What parallel tool calls look like

import os
import json
from openai import OpenAI

client = OpenAI(api_key=os.getenv("OPENAI_API_KEY"))

TOOLS = [
    {
        "type": "function",
        "function": {
            "name": "get_weather",
            "description": "Get weather for a city.",
            "parameters": {
                "type": "object",
                "properties": {"city": {"type": "string"}},
                "required": ["city"]
            }
        }
    },
    {
        "type": "function",
        "function": {
            "name": "get_exchange_rate",
            "description": "Get exchange rate between two currencies.",
            "parameters": {
                "type": "object",
                "properties": {
                    "from_currency": {"type": "string"},
                    "to_currency": {"type": "string"}
                },
                "required": ["from_currency", "to_currency"]
            }
        }
    }
]

response = client.chat.completions.create(
    model="gpt-4o-mini",
    messages=[{"role": "user", "content": "What's the weather in Tokyo and London, and what's the USD to JPY rate?"}],
    tools=TOOLS,
)

# The model may return MULTIPLE tool calls in one response
print(f"Number of tool calls: {len(response.choices[0].message.tool_calls)}")
# → Number of tool calls: 3

for tc in response.choices[0].message.tool_calls:
    print(f"  {tc.function.name}({tc.function.arguments})")
# → get_weather({"city": "Tokyo"})
# → get_weather({"city": "London"})
# → get_exchange_rate({"from_currency": "USD", "to_currency": "JPY"})

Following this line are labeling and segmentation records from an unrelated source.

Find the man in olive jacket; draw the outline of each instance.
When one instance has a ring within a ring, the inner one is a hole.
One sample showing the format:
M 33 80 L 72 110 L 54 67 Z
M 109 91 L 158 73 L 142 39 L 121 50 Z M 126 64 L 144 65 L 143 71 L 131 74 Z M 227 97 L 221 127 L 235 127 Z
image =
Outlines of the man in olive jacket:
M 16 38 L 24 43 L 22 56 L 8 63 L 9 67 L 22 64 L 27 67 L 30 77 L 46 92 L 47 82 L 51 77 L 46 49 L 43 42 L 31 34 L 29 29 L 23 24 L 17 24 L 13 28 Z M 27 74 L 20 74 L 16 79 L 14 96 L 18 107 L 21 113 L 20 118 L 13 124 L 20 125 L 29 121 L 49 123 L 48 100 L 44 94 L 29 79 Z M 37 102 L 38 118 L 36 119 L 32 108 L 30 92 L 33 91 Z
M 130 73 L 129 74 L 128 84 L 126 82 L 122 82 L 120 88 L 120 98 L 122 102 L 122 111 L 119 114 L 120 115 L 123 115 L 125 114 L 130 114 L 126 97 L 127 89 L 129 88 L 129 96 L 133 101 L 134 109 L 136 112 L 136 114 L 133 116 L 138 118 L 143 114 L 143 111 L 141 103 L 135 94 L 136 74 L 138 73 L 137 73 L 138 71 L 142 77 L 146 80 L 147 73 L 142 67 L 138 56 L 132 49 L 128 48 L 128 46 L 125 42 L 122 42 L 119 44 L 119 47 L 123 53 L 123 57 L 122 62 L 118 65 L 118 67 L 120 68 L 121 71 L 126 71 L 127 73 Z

Handling parallel calls correctly

The critical rule: you must add a tool result for every tool_call_id. If any are missing, the API returns an error.

import os
import json
from openai import OpenAI

client = OpenAI(api_key=os.getenv("OPENAI_API_KEY"))

def get_weather(city: str) -> dict:
    temps = {"Tokyo": 24, "London": 15, "New York": 18, "Sydney": 22}
    return {"city": city, "temperature": temps.get(city, 20), "unit": "celsius"}

def get_exchange_rate(from_currency: str, to_currency: str) -> dict:
    rates = {("USD", "JPY"): 149.5, ("USD", "EUR"): 0.92, ("EUR", "USD"): 1.09}
    rate = rates.get((from_currency, to_currency), 1.0)
    return {"from": from_currency, "to": to_currency, "rate": rate}

FUNCTION_MAP = {"get_weather": get_weather, "get_exchange_rate": get_exchange_rate}

def run_parallel_tools(user_message: str) -> str:
    messages = [{"role": "user", "content": user_message}]

    while True:
        response = client.chat.completions.create(
            model="gpt-4o-mini", messages=messages, tools=TOOLS,
        )
        choice = response.choices[0]

        if choice.finish_reason == "stop":
            return choice.message.content

        if choice.finish_reason == "tool_calls":
            messages.append(choice.message)  # Add assistant message with all tool_calls

            # Process ALL tool calls — don't break after the first one
            tool_results = []
            for tool_call in choice.message.tool_calls:
                func = FUNCTION_MAP[tool_call.function.name]
                args = json.loads(tool_call.function.arguments)
                result = func(**args)

                tool_results.append({
                    "role": "tool",
                    "tool_call_id": tool_call.id,   # Must match the tool_call.id exactly
                    "content": json.dumps(result),
                })

            # Add ALL results before the next API call
            messages.extend(tool_results)

print(run_parallel_tools(
    "What's the weather in Tokyo and London? Also what's USD to JPY rate?"
))

Real parallelism with asyncio

The model requests tools in parallel, but your code executes them sequentially by default. For I/O-bound functions (API calls, database queries), use asyncio:

import os
import json
import asyncio
import httpx
from openai import AsyncOpenAI

aclient = AsyncOpenAI(api_key=os.getenv("OPENAI_API_KEY"))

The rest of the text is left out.